I wonder, if you are afraid of anesthesia. I personally find the thought of general anesthesia very unpleasant. I guess it’s because anesthesia as well as all of the above-mentioned conditions have one thing in common: the loss of full control over the situation, over my life, and over what’s going to be happening to me while I am unaware of it.
That is why in my opinion upside-down poses in yoga should get generally more attention, especially if they are also devoted to balance. These poses are meant to help overcome fear of losing control over ourselves and the situation. This very fear doesn’t let us lift our legs up in the air when standing on our shoulders, hands or head. Moreover, once turned upside-down, we find ourselves on a position where our hearts are located above our minds. That is why reverse asana can often offer a response to my question on how ready I am to fully concede myself to my heart, letting go of mind control.

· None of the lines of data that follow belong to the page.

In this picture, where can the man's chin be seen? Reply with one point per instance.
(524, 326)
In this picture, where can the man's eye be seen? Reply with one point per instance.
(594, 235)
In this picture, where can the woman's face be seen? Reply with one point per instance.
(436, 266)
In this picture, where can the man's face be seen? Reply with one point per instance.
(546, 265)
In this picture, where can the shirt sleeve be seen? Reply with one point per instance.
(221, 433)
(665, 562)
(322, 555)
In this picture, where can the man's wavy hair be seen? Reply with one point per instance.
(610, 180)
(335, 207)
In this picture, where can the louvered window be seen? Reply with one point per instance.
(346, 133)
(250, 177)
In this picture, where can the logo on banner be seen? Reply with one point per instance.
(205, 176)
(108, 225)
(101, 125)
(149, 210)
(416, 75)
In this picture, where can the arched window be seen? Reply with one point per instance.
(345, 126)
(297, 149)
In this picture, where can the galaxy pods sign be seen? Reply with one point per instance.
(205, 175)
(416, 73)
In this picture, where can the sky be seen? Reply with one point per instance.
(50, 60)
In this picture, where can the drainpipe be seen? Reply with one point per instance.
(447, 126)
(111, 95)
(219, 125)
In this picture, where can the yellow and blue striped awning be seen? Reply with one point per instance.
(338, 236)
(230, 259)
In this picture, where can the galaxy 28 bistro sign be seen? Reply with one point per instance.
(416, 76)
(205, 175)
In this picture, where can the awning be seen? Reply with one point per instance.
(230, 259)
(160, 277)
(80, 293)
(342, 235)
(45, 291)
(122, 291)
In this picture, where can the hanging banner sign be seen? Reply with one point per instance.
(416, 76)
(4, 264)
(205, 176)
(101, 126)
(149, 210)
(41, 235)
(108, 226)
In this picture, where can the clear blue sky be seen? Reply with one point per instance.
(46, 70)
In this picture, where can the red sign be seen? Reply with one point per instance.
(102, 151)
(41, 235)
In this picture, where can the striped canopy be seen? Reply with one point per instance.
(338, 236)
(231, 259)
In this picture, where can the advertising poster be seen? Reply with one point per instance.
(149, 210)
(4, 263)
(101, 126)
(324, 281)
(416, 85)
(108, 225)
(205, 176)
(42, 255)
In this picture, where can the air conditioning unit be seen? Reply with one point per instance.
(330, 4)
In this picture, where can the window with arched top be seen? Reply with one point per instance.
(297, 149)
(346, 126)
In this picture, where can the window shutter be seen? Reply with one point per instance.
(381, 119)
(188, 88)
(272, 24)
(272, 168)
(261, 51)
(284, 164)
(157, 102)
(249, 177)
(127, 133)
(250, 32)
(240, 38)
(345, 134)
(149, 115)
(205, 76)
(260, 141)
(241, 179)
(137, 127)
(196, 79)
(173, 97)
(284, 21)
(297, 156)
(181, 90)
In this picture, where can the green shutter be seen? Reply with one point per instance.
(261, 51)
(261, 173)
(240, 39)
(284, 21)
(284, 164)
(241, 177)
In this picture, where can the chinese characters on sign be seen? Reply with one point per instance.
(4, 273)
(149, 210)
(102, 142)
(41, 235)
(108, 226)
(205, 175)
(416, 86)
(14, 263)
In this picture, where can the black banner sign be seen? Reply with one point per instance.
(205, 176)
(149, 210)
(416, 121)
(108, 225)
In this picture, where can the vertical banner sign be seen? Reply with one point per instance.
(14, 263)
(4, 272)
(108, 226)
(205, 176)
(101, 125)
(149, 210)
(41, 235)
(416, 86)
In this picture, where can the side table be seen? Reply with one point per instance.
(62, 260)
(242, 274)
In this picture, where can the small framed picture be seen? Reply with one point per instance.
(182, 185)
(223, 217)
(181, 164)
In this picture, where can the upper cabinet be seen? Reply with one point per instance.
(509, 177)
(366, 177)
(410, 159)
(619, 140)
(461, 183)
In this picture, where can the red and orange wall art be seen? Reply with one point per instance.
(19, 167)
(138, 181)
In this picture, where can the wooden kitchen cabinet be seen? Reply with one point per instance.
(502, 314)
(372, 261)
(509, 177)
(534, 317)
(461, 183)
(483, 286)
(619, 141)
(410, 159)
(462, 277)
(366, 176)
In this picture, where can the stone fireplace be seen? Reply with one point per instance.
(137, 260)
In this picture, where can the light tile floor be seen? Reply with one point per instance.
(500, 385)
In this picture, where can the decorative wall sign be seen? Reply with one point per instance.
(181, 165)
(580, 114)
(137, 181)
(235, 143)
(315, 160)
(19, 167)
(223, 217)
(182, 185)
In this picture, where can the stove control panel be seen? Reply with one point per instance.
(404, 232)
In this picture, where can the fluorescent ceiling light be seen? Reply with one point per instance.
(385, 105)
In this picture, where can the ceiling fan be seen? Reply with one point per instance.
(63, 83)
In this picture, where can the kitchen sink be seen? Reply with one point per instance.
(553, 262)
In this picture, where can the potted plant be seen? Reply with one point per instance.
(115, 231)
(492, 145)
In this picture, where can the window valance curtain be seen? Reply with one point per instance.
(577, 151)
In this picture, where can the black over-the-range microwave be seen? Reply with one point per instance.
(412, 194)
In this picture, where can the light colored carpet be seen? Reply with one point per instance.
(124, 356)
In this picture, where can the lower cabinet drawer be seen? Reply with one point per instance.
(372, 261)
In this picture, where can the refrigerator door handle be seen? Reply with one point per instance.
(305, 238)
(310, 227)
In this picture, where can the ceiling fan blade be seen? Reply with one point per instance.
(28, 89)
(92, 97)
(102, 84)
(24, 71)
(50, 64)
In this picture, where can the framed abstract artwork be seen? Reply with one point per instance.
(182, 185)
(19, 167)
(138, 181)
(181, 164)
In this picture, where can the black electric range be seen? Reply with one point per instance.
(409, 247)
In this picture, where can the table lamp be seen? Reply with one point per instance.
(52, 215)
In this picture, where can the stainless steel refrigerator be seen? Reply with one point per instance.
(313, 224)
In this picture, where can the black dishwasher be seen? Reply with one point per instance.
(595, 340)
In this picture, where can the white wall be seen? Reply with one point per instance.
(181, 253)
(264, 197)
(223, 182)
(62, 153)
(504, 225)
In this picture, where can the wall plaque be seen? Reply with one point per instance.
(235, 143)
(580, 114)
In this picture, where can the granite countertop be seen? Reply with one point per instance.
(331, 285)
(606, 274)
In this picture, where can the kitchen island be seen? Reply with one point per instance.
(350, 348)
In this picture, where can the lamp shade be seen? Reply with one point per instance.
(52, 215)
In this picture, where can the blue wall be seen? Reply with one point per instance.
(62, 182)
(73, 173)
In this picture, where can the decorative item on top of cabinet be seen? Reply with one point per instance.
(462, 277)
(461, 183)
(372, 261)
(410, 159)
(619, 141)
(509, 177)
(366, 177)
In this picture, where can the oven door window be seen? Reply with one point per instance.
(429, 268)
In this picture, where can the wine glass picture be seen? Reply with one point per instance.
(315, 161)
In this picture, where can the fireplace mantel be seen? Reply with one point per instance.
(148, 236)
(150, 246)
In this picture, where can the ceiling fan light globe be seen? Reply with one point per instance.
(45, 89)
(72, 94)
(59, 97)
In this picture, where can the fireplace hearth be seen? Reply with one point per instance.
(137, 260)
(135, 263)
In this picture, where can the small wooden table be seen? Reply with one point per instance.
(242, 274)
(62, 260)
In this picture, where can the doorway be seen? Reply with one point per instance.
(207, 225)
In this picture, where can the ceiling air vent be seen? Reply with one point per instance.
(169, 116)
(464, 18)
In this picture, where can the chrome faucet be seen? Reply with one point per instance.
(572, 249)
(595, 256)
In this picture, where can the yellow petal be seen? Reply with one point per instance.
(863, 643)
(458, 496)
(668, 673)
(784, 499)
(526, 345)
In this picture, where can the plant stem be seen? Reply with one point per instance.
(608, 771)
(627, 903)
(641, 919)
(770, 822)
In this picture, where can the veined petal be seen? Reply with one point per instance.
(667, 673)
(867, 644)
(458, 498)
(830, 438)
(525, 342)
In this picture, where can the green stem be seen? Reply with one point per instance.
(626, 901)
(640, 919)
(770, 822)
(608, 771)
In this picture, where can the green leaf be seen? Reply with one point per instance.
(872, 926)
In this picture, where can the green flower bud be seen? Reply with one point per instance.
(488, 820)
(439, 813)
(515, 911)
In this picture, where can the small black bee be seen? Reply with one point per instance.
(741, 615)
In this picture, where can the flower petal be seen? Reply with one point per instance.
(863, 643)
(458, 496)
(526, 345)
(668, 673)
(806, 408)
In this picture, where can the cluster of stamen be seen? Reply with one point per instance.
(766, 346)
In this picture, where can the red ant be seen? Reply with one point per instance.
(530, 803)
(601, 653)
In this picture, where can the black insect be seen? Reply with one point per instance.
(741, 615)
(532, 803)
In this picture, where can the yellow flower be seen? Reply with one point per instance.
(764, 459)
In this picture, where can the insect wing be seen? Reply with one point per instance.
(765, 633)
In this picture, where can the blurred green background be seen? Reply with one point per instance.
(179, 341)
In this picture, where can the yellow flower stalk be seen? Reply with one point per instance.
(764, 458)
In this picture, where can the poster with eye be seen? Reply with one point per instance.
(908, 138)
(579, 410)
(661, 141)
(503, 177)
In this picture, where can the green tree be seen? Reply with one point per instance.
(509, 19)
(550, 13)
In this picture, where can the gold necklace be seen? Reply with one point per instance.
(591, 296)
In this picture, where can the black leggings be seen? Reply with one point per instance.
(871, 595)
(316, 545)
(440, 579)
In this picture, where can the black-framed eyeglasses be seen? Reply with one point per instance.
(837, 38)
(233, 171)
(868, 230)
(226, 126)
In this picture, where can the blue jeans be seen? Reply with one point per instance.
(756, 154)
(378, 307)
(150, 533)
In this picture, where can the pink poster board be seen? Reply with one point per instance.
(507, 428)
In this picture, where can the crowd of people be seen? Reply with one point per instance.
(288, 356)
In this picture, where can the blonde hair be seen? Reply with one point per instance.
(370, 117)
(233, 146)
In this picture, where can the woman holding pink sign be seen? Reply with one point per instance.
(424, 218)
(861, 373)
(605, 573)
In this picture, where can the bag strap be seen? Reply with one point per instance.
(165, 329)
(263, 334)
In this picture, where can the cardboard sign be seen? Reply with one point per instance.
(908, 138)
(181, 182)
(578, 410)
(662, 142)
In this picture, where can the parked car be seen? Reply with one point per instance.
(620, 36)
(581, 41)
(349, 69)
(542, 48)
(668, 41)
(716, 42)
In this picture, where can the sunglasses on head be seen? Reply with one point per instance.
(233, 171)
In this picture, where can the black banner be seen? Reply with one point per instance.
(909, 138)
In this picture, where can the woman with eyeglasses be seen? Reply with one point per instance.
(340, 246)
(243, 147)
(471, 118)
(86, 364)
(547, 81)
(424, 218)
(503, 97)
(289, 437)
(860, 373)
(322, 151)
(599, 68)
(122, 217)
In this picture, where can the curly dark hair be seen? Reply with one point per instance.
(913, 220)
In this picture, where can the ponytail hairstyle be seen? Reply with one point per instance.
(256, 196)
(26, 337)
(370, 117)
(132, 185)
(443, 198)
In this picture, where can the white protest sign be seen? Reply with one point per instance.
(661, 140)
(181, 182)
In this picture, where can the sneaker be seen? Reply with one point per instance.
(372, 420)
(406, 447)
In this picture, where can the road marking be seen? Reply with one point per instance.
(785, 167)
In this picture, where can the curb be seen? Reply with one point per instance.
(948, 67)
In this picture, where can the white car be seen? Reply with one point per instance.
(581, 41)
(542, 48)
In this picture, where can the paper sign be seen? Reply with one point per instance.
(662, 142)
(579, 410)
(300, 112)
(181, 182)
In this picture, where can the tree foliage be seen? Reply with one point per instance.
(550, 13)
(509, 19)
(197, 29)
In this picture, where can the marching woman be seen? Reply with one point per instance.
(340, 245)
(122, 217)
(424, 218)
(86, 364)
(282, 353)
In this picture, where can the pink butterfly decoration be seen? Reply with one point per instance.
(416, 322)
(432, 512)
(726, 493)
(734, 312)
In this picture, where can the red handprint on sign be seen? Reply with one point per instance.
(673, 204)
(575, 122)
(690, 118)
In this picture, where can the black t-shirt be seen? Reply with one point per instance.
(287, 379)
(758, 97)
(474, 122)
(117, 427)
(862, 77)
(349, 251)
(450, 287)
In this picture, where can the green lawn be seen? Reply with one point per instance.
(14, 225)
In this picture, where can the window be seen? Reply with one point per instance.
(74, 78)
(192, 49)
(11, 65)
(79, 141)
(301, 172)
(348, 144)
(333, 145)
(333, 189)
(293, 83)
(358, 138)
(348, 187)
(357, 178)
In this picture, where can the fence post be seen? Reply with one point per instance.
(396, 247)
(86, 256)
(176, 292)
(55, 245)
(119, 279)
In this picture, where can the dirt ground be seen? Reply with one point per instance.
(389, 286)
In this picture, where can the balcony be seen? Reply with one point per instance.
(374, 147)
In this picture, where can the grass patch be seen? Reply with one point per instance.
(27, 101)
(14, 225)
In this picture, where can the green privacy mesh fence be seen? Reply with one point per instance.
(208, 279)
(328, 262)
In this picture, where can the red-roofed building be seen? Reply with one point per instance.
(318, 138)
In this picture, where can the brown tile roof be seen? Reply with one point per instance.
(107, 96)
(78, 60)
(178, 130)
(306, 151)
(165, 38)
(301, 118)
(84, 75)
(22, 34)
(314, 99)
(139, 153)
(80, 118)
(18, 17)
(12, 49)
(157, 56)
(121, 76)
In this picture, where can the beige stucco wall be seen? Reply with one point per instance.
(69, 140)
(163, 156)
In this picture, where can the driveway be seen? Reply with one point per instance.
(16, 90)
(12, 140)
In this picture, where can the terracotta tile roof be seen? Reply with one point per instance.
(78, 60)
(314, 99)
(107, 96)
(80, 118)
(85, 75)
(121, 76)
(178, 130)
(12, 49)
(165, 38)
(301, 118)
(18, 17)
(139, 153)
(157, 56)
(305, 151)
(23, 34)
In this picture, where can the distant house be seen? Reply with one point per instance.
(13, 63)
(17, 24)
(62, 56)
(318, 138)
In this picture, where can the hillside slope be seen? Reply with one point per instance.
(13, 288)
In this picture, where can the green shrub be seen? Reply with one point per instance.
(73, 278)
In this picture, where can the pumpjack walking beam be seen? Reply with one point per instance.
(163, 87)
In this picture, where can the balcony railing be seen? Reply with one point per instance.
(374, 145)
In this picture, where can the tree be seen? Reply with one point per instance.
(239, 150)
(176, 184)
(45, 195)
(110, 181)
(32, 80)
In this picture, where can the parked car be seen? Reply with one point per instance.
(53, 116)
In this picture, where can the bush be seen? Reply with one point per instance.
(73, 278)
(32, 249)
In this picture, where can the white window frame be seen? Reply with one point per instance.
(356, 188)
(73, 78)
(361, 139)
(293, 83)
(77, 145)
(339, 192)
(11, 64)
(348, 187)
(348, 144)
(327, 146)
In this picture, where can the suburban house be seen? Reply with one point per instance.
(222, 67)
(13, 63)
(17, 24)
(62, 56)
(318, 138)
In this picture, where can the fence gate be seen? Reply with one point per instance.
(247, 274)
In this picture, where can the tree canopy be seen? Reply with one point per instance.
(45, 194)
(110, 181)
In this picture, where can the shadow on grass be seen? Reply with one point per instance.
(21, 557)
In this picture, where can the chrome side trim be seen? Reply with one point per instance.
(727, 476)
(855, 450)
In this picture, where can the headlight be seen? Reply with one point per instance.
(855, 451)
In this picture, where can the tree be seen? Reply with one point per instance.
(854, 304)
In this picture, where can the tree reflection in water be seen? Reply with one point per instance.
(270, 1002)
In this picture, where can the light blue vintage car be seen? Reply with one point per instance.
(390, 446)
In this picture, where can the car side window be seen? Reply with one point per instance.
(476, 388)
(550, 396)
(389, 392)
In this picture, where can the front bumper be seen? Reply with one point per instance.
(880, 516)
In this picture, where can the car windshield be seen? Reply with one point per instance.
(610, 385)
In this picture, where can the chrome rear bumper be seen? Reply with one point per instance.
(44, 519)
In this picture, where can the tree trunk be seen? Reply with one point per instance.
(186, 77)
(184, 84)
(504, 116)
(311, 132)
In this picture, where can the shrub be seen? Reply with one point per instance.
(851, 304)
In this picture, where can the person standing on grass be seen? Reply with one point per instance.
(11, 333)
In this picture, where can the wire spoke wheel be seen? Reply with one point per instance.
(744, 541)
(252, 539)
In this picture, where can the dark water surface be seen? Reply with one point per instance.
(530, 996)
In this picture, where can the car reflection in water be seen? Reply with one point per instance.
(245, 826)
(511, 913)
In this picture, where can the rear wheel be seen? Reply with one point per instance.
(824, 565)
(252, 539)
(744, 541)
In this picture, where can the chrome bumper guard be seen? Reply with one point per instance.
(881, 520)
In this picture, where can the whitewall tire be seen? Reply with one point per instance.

Just out of interest, we could try to compare our sensations when getting shots. When do we feel more scared or just more unpleasant: when someone does an injection to us or when we take the situation under control and do it ourselves? I recently compared my feelings and realized that it is much more pleasant for me to do shots to myself. As you see, it’s all about the good old subject of self-control…
Should we teach ourselves to get used to moments of loss of control? I think we should, because only a fool does not understand that always having full control over oneself and situation is fiction. As much as we strive for it, our control over our lives is still limited, just as possibilities of our bodies are.
By practicing yoga or sports we can learn to draw these limits apart and extend the borders of our capabilities. Advantage of yoga over sports is that it helps us digest the process of expanding the limits created by the body and mind into a more conscious and, therefore, more useful one not only for the body, but also for the mind.
By overcoming our own borders, we learn to recognize ourselves and our own bodies; we learn about our possibilities, our fears and understand how to get over them.
I guess one of the greatest human fears is the fear of losing control over situation. Isn’t it why our lives so often happen to turn into a quick march with clenched teeth?
Why do we so often forget that life is a joyful flight? Maybe it is because in order to enjoy this flight we need a relaxed mind?
I think I urgently need to learn parachuting.